Scott Chaplain

Personal information
- Full name: Scott Chaplain
- Date of birth: 10 September 1983 (age 42)
- Place of birth: Bellshill, Scotland
- Position: Midfielder

Team information
- Current team: Scotland national futsal team (Head Coach)

Youth career
- Rangers

Senior career*
- Years: Team / Apps / (Gls)
- 2000–2005: Ayr United / 110 / (11)
- 2005–2007: Albion Rovers / 64 / (26)
- 2007–2009: Partick Thistle / 58 / (6)
- 2009–2011: Dumbarton / 43 / (12)
- 2011–2012: Albion Rovers / 47 / (15)
- 2012–2013: Annan Athletic / 36 / (11)
- 2013–2015: Albion Rovers / 52 / (19)
- Total:  / 385 / (100)

= Scott Chaplain =

Scottish footballer

Scott Chaplain (born 10 September 1983, in Bellshill) is a Scottish retired professional footballer. He last played for Albion Rovers in their 2014–15 Scottish League Two winning season.

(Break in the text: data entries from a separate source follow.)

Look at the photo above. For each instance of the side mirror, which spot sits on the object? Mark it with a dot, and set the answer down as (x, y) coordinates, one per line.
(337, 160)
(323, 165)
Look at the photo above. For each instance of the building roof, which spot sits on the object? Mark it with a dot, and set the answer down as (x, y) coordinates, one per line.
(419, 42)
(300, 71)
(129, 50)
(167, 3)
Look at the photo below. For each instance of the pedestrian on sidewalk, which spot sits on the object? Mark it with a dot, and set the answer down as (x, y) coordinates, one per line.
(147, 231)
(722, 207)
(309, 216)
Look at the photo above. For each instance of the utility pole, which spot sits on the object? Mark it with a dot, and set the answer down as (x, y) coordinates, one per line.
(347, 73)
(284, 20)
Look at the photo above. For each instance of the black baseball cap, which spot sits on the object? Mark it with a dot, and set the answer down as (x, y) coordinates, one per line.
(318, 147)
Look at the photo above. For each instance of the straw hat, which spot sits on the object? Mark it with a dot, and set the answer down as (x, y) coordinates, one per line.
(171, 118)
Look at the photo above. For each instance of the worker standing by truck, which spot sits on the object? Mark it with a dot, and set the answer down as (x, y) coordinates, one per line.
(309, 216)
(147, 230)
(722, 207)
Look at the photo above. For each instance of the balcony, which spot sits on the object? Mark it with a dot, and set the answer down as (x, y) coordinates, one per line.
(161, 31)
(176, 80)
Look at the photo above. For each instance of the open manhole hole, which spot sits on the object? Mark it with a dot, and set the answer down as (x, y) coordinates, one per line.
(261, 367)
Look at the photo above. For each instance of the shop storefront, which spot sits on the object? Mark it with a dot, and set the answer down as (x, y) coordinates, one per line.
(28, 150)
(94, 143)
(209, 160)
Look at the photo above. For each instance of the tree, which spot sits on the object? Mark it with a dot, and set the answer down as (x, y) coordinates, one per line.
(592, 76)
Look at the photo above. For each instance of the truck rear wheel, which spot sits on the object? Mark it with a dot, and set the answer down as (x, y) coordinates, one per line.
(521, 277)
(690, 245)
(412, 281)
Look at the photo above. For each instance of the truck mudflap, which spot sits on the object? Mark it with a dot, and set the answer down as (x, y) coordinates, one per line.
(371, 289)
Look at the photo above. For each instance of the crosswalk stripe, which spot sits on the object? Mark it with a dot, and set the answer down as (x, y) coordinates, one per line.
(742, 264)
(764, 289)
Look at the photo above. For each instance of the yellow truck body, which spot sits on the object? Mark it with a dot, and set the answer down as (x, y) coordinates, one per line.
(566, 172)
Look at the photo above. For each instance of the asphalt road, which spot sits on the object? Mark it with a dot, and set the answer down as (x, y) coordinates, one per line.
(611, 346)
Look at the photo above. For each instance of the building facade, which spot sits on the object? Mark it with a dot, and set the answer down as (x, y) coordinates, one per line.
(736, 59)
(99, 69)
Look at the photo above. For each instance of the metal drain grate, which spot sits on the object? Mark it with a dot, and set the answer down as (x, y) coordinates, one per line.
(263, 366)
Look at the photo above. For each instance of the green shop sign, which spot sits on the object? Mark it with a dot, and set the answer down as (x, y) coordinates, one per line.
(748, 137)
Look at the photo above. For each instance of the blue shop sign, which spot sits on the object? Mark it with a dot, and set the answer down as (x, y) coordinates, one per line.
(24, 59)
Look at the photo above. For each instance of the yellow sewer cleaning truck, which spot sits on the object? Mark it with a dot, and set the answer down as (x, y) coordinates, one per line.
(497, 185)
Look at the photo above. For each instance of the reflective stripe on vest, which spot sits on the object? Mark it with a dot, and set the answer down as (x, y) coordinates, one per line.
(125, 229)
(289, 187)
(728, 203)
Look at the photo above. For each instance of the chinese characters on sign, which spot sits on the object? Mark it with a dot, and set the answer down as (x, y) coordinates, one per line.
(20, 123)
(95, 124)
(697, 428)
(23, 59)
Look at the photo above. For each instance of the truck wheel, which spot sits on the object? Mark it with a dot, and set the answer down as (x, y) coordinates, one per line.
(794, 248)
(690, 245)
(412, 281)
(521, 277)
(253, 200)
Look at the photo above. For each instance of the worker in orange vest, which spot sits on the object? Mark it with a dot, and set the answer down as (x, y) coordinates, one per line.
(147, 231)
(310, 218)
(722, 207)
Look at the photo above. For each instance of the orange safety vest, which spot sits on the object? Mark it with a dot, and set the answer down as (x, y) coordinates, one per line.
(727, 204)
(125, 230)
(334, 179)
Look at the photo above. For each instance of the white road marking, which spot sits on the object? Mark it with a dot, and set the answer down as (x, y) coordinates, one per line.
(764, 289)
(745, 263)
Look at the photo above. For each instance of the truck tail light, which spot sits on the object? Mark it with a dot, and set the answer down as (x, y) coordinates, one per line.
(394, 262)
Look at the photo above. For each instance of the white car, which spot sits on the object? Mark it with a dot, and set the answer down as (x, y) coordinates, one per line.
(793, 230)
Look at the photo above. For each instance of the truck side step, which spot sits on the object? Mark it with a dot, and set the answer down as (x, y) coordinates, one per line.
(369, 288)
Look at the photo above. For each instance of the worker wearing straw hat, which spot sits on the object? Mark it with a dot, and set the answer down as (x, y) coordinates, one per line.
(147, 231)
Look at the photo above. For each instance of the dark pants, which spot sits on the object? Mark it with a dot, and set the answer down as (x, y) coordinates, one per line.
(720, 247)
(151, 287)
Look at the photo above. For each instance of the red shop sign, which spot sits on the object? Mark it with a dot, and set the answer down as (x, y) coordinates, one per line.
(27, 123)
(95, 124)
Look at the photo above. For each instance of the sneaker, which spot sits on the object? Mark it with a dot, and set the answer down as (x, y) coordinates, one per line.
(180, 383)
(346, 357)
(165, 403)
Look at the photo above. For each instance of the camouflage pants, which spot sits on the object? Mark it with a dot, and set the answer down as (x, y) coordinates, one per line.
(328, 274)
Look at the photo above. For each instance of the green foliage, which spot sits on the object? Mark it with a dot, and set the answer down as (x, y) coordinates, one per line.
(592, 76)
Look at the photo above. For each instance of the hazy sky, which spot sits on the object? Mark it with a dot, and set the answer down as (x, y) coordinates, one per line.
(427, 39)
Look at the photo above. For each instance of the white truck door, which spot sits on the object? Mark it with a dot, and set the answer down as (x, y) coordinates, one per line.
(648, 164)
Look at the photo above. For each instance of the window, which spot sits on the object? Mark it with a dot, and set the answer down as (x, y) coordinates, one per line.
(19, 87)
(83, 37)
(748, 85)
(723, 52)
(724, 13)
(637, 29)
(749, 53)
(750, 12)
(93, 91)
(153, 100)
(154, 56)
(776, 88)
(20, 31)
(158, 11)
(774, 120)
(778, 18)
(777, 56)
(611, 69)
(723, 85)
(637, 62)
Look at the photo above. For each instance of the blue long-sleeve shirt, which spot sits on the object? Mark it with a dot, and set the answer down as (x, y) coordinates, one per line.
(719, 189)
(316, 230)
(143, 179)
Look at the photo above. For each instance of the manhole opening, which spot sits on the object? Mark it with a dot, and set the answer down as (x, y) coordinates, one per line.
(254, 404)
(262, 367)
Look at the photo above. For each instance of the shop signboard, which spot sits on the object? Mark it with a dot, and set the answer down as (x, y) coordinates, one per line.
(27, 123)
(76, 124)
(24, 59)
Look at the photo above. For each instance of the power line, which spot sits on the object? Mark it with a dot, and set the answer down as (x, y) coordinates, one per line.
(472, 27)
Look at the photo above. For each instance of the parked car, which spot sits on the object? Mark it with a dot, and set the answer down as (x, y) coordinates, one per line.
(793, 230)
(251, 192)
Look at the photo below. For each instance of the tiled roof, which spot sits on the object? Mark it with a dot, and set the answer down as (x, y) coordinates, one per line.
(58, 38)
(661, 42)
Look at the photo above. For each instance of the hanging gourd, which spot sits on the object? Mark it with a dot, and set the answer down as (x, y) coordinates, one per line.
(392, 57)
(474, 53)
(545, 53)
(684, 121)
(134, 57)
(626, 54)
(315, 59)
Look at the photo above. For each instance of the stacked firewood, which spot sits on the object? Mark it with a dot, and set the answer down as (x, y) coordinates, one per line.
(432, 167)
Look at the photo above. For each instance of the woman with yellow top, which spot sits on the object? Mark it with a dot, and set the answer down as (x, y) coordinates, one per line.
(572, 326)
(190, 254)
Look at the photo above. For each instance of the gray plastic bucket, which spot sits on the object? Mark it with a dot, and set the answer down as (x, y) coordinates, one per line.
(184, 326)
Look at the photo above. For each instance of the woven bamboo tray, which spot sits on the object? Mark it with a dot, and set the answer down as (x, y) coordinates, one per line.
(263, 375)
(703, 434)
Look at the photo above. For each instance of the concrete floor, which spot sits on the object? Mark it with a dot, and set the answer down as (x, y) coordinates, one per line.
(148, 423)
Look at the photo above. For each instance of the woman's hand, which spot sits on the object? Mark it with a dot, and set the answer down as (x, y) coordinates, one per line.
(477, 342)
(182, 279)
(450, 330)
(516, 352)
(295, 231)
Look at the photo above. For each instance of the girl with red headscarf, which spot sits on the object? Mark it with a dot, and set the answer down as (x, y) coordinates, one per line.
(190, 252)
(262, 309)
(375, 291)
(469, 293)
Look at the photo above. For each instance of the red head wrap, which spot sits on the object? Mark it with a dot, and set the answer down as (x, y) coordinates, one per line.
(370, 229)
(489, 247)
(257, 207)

Chaplain began his career in the Rangers youth set-up before moving on to Ayr United in 2000. He made 91 starts and scored 11 goals in his 5 seasons at the club before being released and signing for Albion Rovers. In the 2006–07 season he scored 18 league goals and won the SPFA's player of the year award for the Third Division. At the end of the season, he was signed on a full-time contract by Partick Thistle manager Ian McCall.

After leaving Partick Thistle in the summer of 2009, Chaplain was signed by Dumbarton. He rejoined Albion Rovers in January 2011, helping them win promotion to the Second Division. He scored the goal that got Rovers into the play-off final, and in that final against Stranraer he scored two goals as the club retained their place in the third tier.

In 2012, Chaplain left Albion Rovers to join Third Division side Annan Athletic but once again signed for Albion Rovers in May 2013. He was part of the Rovers team that reached the last eight of the 2013–14 Scottish Cup, and scored ten goals from midfield in the 2014–15 season, when Albion Rovers won the League Two title. Chaplain retired from football in June 2015, having been offered a position with the Scottish Football Association.

He has also played for the Scotland national futsal team and became their coach in February 2018 and has led the side to three wins in four games, one of which gave the national side their first ever clean sheet.